Concerns Over Pandemic Postpone Stock Show To 2022
For only the second time in its 115-year history, the National Western Stock Show has canceled its upcoming event.
“The last time this occurred was 1915 when another disease hit livestock across the country known as hoof and mouth disease,” said Paul Andrews, the organization’s president and CEO. “That was a disease of the animals; this is a pandemic us humans have to face.”
The event, which typically takes place in January, will return in 2022, Andrews said, adding that the organization looked at every option possible before making the decision to postpone, including a virtual stock show. But they couldn’t find one that worked financially and maintained safety.
“As an indoor event in the heart of winter, we could not risk the safety and health of our guests, our exhibitors, our volunteers, and our staff this January as the pandemic rages on,” he said. “We also could not risk the possible financial setback to our organization or our exhibitors that travel from more than 40 states and 35 countries at great expense, if we had moved forward with the January show and it was canceled at the last minute.”
Andrews says the one silver lining is that due to the postponement, greater progress will be made on the complex’s current renovation, meaning the 2022 stock show will be held in the new stock yards event center currently under construction.
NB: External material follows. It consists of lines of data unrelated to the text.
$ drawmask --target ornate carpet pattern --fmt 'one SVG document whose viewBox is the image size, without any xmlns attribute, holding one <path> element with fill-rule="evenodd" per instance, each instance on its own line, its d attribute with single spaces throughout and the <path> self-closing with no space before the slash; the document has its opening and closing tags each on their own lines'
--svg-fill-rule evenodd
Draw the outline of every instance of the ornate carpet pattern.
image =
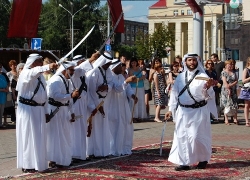
<svg viewBox="0 0 250 180">
<path fill-rule="evenodd" d="M 169 180 L 250 180 L 250 150 L 213 147 L 207 169 L 177 172 L 168 162 L 171 143 L 138 147 L 130 156 L 110 157 L 83 163 L 68 169 L 51 169 L 46 173 L 24 174 L 8 179 L 169 179 Z"/>
</svg>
He also added that youth exhibitors who would have aged out of the program in 2021 will be allowed to compete at the 2022 event.
The 16-day event draws more than 700,000 people to Denver’s National Western Center, said Doug Jones, chairman of the Western Stock Show Association. And it has an economic impact of $120 million in January alone.
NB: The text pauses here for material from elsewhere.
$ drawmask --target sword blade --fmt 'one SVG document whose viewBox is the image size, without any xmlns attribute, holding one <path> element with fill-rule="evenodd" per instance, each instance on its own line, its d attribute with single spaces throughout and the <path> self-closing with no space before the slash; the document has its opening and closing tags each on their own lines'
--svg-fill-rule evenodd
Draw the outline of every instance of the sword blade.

“The decision to postpone the 2021 Stock Show is incredibly difficult for our Board of Directors, staff, volunteers, business partners and the City and County of Denver,” Jones said. “But the iconic Western events and traditions we all know and love will be back in 2022, stronger than ever.”
Denver Mayor Michael Hancock said he was pleased that stock show officials made the difficult - but necessary - decision.
“Even if a vaccine is approved and used by the end of this year - let’s say early to mid-December - you still have the challenge of making sure that everyone has been vaccinated, or at least enough people are being vaccinated, and you have herd immunity,” Hancock said. “That will not occur in January. Even the best models tell you it won’t happen until at least the end of the first quarter or the beginning of the second quarter.”